X-ray inspection of bumps on a semiconductor substrate

1. Inspection apparatus, comprising: an X-ray source, which is configured to emit a focused beam of X-rays toward a semiconductor wafer; a motion stage, which is configured to align a location of the focused beam relative to the wafer so that the beam is focused on a feature formed on the wafer, the feature including a volume containing a first material and a cap made of a second material, different from the first material, that is formed over the volume; an array of detectors, comprising first and second detectors positioned at opposing azimuthal angles relative to the feature, which are configured to detect X-ray fluorescent photons that are emitted by the first material in response to the irradiating beam and pass through the cap before striking the detectors, and to output respective first and second signals in response to the detected X-ray fluorescent photons; and processing circuitry, which is coupled to measure and normalize a difference between first and second signals and to identify, in response to the normalized difference between the signals, a void enclosed inside the cap.

2. The apparatus according to claim 1 , wherein the array of detectors further comprises third and fourth detectors, which are positioned at mutually-opposing azimuthal angles between the first and second detectors and are configured to output respective third and fourth signals in response to the X-ray fluorescent photons, and wherein the processing circuitry is coupled to measure a further difference between the third and fourth signals in order to identify the void.

3. The apparatus according to claim 1 , wherein the processing circuitry is configured to measure an attenuation by the second material of the X-rays emitted in a characteristic fluorescence line of the first material.

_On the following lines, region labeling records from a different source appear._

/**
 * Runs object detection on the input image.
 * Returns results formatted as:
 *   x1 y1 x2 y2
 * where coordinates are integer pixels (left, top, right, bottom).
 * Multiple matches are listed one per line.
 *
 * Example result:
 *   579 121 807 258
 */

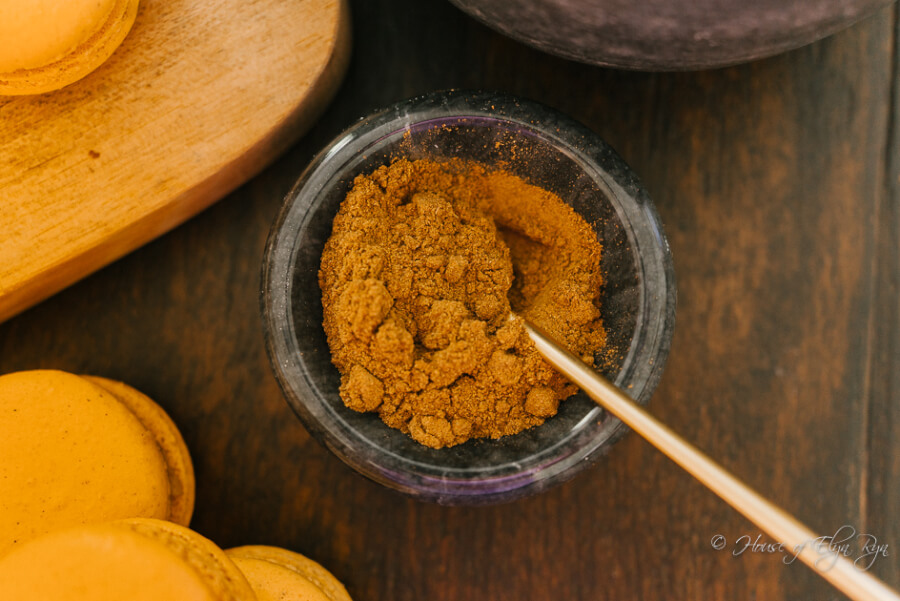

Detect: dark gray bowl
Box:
262 92 675 504
451 0 891 71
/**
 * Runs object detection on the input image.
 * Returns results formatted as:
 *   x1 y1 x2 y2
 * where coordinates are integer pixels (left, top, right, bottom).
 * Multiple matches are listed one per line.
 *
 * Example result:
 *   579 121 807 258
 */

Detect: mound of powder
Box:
319 159 605 448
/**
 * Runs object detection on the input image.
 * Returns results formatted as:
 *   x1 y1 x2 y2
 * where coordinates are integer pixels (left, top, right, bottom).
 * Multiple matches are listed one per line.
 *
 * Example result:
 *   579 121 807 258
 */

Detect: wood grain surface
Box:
0 0 350 321
0 0 900 601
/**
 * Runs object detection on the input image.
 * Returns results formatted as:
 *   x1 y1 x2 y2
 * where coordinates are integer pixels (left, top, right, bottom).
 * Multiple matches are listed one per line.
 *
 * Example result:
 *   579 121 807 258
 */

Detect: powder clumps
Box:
319 159 605 448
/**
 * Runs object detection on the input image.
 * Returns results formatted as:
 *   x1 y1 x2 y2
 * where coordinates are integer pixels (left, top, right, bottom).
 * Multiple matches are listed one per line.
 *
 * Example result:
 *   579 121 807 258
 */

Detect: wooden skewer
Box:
523 319 900 601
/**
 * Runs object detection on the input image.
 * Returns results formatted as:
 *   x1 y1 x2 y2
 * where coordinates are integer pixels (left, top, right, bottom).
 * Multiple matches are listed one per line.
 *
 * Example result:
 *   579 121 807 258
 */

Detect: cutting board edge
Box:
0 0 352 323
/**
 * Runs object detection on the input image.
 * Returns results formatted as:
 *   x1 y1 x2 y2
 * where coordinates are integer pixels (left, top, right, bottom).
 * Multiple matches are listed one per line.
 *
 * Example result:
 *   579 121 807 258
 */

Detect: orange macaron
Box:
225 545 352 601
0 370 194 556
0 518 256 601
0 0 138 95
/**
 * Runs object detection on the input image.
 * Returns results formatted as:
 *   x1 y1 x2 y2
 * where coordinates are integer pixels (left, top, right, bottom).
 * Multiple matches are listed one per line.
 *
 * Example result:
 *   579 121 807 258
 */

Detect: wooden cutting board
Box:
0 0 350 321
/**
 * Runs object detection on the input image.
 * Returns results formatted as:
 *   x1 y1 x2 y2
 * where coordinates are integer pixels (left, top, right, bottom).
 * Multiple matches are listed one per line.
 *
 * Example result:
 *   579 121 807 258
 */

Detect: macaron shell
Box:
121 518 256 601
0 0 138 95
0 0 116 71
0 370 169 556
82 376 196 526
0 524 221 601
231 557 330 601
225 545 352 601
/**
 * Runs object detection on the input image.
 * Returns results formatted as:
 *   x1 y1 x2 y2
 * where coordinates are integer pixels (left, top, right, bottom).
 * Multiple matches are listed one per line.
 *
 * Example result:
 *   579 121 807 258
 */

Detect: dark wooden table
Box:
0 0 900 601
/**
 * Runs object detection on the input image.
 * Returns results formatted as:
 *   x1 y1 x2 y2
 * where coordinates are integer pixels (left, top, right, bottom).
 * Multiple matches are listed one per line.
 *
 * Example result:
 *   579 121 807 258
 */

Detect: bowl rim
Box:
260 90 677 504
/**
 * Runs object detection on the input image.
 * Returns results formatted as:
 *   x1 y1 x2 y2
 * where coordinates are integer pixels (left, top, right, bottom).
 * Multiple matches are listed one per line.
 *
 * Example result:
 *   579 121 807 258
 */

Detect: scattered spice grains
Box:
319 159 605 448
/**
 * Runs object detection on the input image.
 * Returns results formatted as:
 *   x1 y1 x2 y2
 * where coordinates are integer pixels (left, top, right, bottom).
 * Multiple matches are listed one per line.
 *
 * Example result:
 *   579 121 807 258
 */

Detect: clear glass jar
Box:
261 91 676 504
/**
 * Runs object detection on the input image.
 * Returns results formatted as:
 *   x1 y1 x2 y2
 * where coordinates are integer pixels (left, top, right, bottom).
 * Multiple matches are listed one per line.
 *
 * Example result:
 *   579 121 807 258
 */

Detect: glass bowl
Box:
261 91 675 504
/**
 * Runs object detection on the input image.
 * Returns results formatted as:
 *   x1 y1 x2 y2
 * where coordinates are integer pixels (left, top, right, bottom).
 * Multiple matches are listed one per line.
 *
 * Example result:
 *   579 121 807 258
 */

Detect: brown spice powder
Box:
319 159 605 448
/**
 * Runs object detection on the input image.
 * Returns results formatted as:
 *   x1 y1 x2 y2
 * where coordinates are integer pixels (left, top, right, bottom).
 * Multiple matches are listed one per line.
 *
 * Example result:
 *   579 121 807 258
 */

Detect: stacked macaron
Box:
0 370 350 601
0 370 194 556
0 0 138 96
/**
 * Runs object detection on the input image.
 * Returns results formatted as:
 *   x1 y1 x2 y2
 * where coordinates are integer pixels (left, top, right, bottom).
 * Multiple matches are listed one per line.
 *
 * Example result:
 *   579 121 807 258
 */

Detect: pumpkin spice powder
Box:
319 159 605 448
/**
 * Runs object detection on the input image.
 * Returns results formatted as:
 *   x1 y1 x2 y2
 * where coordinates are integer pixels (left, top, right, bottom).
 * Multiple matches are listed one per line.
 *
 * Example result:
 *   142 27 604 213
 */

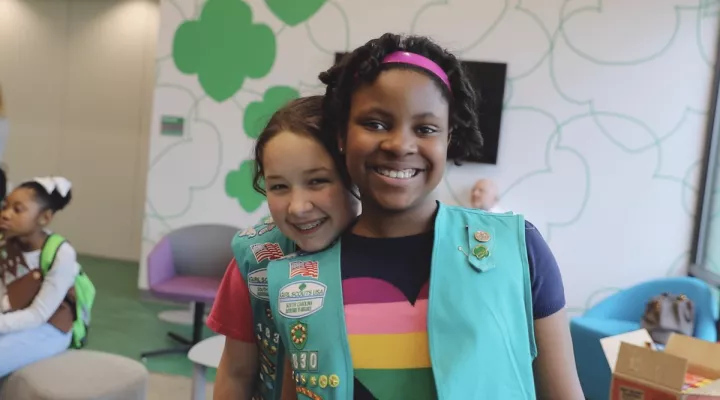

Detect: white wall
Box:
0 0 159 260
140 0 718 311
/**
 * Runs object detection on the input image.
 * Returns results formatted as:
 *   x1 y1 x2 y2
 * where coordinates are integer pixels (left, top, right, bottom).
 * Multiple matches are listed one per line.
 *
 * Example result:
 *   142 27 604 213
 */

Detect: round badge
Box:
473 244 490 260
475 231 490 243
290 322 307 350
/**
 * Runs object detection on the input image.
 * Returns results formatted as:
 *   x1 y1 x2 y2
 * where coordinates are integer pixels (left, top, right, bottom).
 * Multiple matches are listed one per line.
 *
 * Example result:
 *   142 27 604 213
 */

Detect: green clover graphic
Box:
225 160 265 212
265 0 327 26
173 0 276 102
243 86 300 139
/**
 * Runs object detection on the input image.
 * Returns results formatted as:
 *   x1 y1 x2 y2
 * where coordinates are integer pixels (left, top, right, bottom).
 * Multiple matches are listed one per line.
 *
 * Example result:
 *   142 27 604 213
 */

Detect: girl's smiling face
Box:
345 69 449 212
262 131 358 251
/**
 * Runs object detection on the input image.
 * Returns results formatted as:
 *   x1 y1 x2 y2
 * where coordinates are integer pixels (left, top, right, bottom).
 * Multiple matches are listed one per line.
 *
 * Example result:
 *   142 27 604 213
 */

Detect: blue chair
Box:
570 277 720 400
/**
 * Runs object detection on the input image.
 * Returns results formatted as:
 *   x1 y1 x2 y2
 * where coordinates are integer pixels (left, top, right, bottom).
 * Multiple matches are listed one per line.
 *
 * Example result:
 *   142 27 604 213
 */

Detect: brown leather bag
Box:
642 293 695 344
0 234 75 333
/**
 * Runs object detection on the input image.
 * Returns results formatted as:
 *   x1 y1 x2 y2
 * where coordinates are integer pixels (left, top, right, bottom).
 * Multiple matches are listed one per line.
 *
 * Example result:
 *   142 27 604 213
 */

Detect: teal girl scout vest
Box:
268 204 536 400
232 218 295 400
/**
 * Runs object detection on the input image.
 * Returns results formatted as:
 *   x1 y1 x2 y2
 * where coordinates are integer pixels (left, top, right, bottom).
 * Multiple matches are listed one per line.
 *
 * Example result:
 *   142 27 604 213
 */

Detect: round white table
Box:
188 335 225 400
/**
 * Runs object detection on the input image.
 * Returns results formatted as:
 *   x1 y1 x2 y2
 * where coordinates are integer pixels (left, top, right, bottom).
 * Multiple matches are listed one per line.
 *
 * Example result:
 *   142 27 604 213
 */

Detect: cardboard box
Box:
600 329 720 400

4. The apparatus according to claim 3 , wherein the processing circuitry is configured to estimate a size of the cap responsively to the attenuation.

5. The apparatus according to claim 1 , wherein the detectors and configured to detect further X-rays emitted from the cap in response to the irradiating beam in a characteristic fluorescence line of the second material, and wherein the processing circuitry is configured to assess a misalignment of the array relative to the feature based on a difference between the X-rays in the characteristic fluorescence line detected at the different angles, and to correct for the misalignment in detection of the X-ray fluorescent photons.

6. The apparatus according to claim 5 , wherein each of the detectors is configured to simultaneously detect the X-ray fluorescent photons that are emitted by the first material and the further X-rays emitted from the cap.

7. The apparatus according to claim 3 , wherein the volume comprises a pillar containing a first metallic element, and the cap includes a second metallic element, configured to serve as an electrical contact for the pillar.

8. A method for inspection, comprising: irradiating, with a focused beam, a semiconductor wafer; aligning the beam with the wafer so that the beam is focused on a feature formed on the wafer, the feature including a volume containing a first material and a cap made of a second material, different from the first material, that is formed over the volume; detecting, using one or more detectors positioned at opposing, first and second azimuthal angles relative to the feature, X-ray fluorescent photons that are emitted by the first material in response to the irradiating beam and pass through the cap before striking the detectors; and measuring and normalizing a difference between first and second signals output by the one or more detectors at the first and second azimuthal angles, respectively, in response to the detected X-ray fluorescent photons, and identifying, in response to the normalized difference between the signals, a void enclosed inside the cap.

9. The method according to claim 8 , and comprising: detecting, using the one or more detectors, the X-ray fluorescent photons that are emitted by the first material in response to the irradiating beam and pass through the cap at mutually-opposing third and fourth azimuthal angles, between the first and second azimuthal angles; and measuring a further difference between third and fourth signals output by the one or more detectors at the third and fourth azimuthal angles, respectively, in response to the detected X-ray fluorescent photons in order to identify the void.

10. The method according to claim 8 , and comprising measuring an attenuation by the second material of the X-rays emitted in a characteristic fluorescence line of the first material.

11. The method according to claim 10 , wherein measuring the attenuation comprises estimating a size of the cap responsively to the attenuation.

12. The method according to claim 8 , and comprising detecting, using an array of the detectors, further X-rays emitted from the cap in response to the irradiating beam in a characteristic fluorescence line of the second material, and assessing a misalignment of the array relative to the feature based on a difference between the X-rays in the characteristic fluorescence line detected at the different angles, and wherein detecting the X-ray fluorescent photons comprises correcting for the misalignment in detection of the X-ray fluorescent photons.

13. The method according to claim 12 , wherein detecting the further X-rays comprises simultaneously detecting, in each of the detectors in the array, the X-ray fluorescent photons that are emitted by the first material and the further X-rays emitted from the cap.

14. The method according to claim 8 , wherein the volume comprises a pillar containing a first metallic element, and the cap includes a second metallic element, configured to serve as an electrical contact for the pillar.